Why did pundits get this wrong? Turnout did go up in constituencies with lots of young voters. But it wasn’t the young pushing turnout up in those seats. Rather it was older people living in places with lots of youth voters whose turnout went up. (This was a version of the ecological fallacy.)

How do we know that the BES is right? For two reasons, which are part of why it is treated as the gold standard of election research.

First, they do extensive door-to-door surveying. Not internet, not phones but good old doorstepping, including – crucially – going back repeatedly to the same doors when people don’t first respond. This means their sampling suffers much less from the problem of being biased in favour of people who are keener to do polls and easier to get hold of. (Caveat – although door-step surveying of this sort is very powerful, it’s not infallible. There was a doorstep poll done for a hedge fund in 2017 that got the result wrong.)

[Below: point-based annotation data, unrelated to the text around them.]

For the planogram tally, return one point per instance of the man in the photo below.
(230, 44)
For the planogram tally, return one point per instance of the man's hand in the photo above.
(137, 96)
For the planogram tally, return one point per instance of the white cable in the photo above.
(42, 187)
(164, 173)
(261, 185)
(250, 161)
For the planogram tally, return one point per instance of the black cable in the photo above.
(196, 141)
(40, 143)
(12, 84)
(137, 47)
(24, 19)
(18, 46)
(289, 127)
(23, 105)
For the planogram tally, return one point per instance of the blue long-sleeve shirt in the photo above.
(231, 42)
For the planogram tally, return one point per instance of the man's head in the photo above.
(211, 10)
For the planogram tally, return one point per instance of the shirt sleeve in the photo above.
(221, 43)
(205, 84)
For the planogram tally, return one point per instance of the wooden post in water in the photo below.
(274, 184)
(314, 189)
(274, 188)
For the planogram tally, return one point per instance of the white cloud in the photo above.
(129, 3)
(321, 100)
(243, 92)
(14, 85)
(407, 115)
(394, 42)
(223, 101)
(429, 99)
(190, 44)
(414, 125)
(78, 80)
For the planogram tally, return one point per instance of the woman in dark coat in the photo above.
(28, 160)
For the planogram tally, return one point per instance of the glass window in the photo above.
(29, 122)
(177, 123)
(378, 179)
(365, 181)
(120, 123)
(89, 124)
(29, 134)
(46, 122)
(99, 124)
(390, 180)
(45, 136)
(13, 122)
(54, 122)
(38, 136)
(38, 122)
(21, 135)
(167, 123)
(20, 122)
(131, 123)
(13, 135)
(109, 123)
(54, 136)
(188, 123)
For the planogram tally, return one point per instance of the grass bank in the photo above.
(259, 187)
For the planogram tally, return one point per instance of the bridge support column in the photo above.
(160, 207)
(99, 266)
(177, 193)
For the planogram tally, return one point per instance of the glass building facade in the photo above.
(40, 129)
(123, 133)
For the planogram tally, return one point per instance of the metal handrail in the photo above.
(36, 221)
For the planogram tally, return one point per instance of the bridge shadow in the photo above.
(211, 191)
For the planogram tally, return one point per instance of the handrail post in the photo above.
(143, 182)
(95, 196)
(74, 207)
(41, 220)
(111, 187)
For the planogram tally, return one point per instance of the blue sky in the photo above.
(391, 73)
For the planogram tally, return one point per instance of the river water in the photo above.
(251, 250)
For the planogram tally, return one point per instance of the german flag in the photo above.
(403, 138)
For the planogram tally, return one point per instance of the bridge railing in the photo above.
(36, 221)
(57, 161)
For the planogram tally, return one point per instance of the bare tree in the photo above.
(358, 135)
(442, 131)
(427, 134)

Second, BES ties up its doorstep surveys with checking the actual marked registers from the election. They don’t just ask if you voted, they actually check if you really did. (This data is in turn used by other pollsters to create their models of how truthfully you should take answers to questions about whether you will/did vote.)

Footnote: it wasn’t either that youth registration surged, which would have been a different form of youthquake not caught by turnout figures (which are based in the UK on the electoral register not on the potential voting population).

2017 turnout: BES research paper

Tremors but no Youthquake – Measuring changes in the age and turnout gradients at the 2015 and 2017 British General Elections by Christopher Prosser, Edward Fieldhouse, Jane Green, Jonathan Mellon and Geoffrey Evans

4 responses to “The myth of youth turnout at the 2017 general election”

  1. The size of the 18-24 sample this research is based on was 109 people. Most surveys are based on a confidence level of 95%. That means on average 1 in 20 surveys will be wrong. As each of these surveys are based on 5 or 6 age ranges (each one a separate sample) and BES has been operating for at least the last 4 elections, that means this sample (1 of 20+) could well be the one that is wrong. I base this on what I saw happening on election day, (admittedly only one polling area, but borne out by colleagues in other polling areas) by mid-day it was clear turnout was higher than normal and it was also obvious that more young people than usual were voting. I knew then that the Tories were not going to get the easy victory they thought was in the bag, when the campaign started.

  2. John, you may be right in your observations yet have underestimated the age of younger voters by observation only. The research states that older 20s’ and 30’s voted more, and these could have been people you assumed were ‘younger,’ presumably 18 -25 year-olds.